Balanço de inverno, parte 1

Palacio é a maior decepção de uma Inter que produz menos do que pode (ESPN FC)

Eu sei, também estamos com saudades. Mas a bola só volta a rolar na Serie A no dia 5 de janeiro, em virtude da
pausa do campeonato por conta das festividades de fim de ano. Antes de o Campeonato Italiano voltar a agitar os nossos dias, porém, destacamos como as
20 equipes que disputam o torneio estão no atual estágio, na metade da temporada. A nossa análise traz ainda uma projeção do que pode
acontecer com cada uma delas, com base no futebol desempenhado até agora e com potenciais reforços na janela de mercado, aberta durante todo o mês de janeiro. Nosso especial da parada de inverno está
dividido em duas partes, publicadas semanalmente. Neste domingo, apresentamos,
as análises das equipes classificadas da 20ª à 11ª posição, e no próximo, bem pertinho da volta do campeonato, falaremos sobre o restante. Feliz ano novo e boa leitura!

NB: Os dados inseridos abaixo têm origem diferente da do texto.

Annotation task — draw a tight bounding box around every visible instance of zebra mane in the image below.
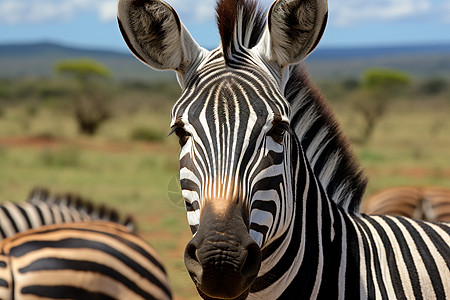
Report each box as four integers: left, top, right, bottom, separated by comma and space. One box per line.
216, 0, 266, 61
27, 188, 136, 232
285, 65, 367, 212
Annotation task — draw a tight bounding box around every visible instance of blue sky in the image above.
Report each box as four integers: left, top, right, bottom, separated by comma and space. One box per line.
0, 0, 450, 51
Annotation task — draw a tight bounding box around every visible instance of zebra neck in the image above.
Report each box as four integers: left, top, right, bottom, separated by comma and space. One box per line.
249, 138, 338, 299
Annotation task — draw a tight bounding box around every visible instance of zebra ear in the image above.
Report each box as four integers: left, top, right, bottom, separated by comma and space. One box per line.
117, 0, 204, 75
256, 0, 328, 69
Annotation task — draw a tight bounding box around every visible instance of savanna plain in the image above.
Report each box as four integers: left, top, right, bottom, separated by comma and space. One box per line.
0, 67, 450, 300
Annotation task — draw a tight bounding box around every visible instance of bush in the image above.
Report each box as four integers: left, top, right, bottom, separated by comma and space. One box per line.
38, 148, 81, 168
131, 127, 166, 142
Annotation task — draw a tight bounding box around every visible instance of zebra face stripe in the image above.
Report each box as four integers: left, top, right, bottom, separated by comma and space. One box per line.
172, 51, 289, 246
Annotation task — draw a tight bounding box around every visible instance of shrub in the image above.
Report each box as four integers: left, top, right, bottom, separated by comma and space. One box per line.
131, 127, 166, 142
38, 148, 81, 168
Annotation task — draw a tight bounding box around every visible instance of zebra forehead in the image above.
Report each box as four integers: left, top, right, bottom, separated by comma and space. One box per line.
172, 68, 290, 125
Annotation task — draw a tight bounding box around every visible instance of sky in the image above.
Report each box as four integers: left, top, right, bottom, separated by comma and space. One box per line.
0, 0, 450, 51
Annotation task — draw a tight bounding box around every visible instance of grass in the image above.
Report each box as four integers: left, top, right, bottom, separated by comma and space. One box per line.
0, 97, 450, 300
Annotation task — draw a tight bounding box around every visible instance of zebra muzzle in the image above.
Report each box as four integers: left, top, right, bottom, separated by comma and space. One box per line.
185, 207, 261, 299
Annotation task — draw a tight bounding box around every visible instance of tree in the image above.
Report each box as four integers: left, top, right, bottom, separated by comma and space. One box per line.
55, 59, 111, 135
353, 69, 411, 144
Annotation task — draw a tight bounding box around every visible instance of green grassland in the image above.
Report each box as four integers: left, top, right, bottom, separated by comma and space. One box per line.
0, 78, 450, 299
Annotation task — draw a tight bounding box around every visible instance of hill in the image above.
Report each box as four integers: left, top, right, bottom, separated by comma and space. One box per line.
0, 43, 450, 80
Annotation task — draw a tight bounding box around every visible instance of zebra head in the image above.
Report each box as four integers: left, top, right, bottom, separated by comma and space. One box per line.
118, 0, 327, 299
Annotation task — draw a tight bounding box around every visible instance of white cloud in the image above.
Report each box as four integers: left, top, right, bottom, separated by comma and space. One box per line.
329, 0, 433, 26
0, 0, 450, 26
0, 0, 117, 24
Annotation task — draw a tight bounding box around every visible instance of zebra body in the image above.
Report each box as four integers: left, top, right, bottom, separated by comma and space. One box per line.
0, 188, 135, 239
361, 186, 450, 222
118, 0, 450, 300
0, 221, 172, 300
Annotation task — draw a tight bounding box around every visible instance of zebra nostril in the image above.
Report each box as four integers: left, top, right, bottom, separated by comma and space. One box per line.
241, 242, 261, 278
184, 241, 203, 277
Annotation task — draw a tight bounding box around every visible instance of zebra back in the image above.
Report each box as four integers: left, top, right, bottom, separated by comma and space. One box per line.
361, 186, 450, 222
0, 188, 136, 239
0, 222, 172, 300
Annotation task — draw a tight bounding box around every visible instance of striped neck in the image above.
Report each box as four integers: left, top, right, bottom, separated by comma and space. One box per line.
248, 128, 339, 299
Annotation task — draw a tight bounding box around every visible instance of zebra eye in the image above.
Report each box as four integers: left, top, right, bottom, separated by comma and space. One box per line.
169, 125, 191, 146
267, 123, 289, 144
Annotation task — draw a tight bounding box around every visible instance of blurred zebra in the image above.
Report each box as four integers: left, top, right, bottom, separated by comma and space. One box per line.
0, 221, 172, 300
0, 188, 136, 239
361, 186, 450, 222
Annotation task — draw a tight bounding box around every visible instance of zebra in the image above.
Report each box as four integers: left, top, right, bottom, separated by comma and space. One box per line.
0, 221, 172, 300
118, 0, 450, 300
0, 188, 136, 240
361, 186, 450, 222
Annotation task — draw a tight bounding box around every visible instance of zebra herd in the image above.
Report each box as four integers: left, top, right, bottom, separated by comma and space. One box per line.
0, 0, 450, 300
118, 0, 450, 299
0, 189, 172, 300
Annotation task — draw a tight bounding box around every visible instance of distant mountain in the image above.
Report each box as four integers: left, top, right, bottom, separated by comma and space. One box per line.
0, 43, 175, 80
0, 43, 450, 80
306, 43, 450, 79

Publicado também na Trivela.

Parma
20ª posição. 16 jogos, 6 pontos. 2 vitórias, 1 empate, 13 derrotas. 16 gols marcados, 36 sofridos.
Time-base: Mirante; Felipe (Costa), Pedro Mendes, Lucarelli; Rispoli (Santacroce, Ristovski), Acquah, Lodi, José Mauri, Gobbi (De Ceglie); Cassano, Palladino (Coda, Belfodil).
Treinador: Roberto Donadoni
Destaque: Antonio Cassano, atacante
Artilheiro: Antonio Cassano, com 5 gols
Garçom: Massimo Coda, com 3 assistências
Decepção: Francesco Lodi, meia
Maior sequência de vitórias: nenhuma
Maior sequência de derrotas: 6, da 4ª à 9ª rodada
Maior sequência de invencibilidade: nenhuma
Maior sequência sem vencer: 6, da 4ª à 9ª rodada e da 11ª à 16ª
Expectativa: Não ser rebaixado

Sem dúvidas, o Parma é uma das maiores decepções desta temporada. A equipe manteve Cassano, trouxe Lodi mas, principalmente, apostou na volta de empréstimo de vários jogadores que estavam em clubes menores – como medida de economia. Não deu certo. Já se sabia que o clube, antes dirigido por Tommaso Ghirardi, tinha dificuldades financeiras e por isso não tinha investido no mercado, mas não se imaginava que a situação, que custou a vaga na Liga Europa aos crociati, era tão grave. Tão grave que faria o clube perder um ponto, como punição por atraso de salários, e que faria o empresário vender o clube a um grupo russo-cipriota, cujos investidores ainda são desconhecidos.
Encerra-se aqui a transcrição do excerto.